When government-funded research scientists create a study involving human subjects, an ethics committee typically reviews the study and determines if the subjects could possibly be harmed. No such oversight applies when social science researchers use big data. When Stanford University researchers announced that they had created a machine-learning algorithm that could identify images of men as being either gay or straight; advocacy groups quickly condemned the research. Wired reported the response from the LGBT and brought up an interesting point; do ethics come into play when researchers use a database instead of data from real human subjects?
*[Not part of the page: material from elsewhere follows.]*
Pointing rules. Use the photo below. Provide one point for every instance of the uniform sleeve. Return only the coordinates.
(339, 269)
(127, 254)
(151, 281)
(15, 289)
Gathering and interpreting information from public databases may be its infancy, however, big data research gives social scientists free, rapid access to large amounts of data, which is hard to resist for cash-strapped researchers. Dating websites and social media provide enormous amounts of information, including age, sexual orientation, geographic location and education levels. Researchers could argue that people give this information freely, knowing that it will be posted online; nevertheless, individuals never explicitly gave permission for researchers using artificial intelligence to analyze their data. Many people understand that Facebook aggregates their data and publishes their demographics, in addition to allowing advertisers to target specific groups, but few people realize that social science researchers are analyzing their name and image.
The intangible potential harms that result from AI research include a violation of information privacy to an incorrect classification of an individual. The real harm is when researchers release free apps that guess ethnicity from a person’s name, which has already happened. While such as an can help determine diversity at a company, an ethics review could have caught the fact that employers, landlords and others could use the app to discriminate as well.
Research ethics for data science argue that ethics reviews may create bureaucratic burdens when there is no interaction with their subjects. It will be interesting to see how oversight will change large-scale data studies, if there is any change at all.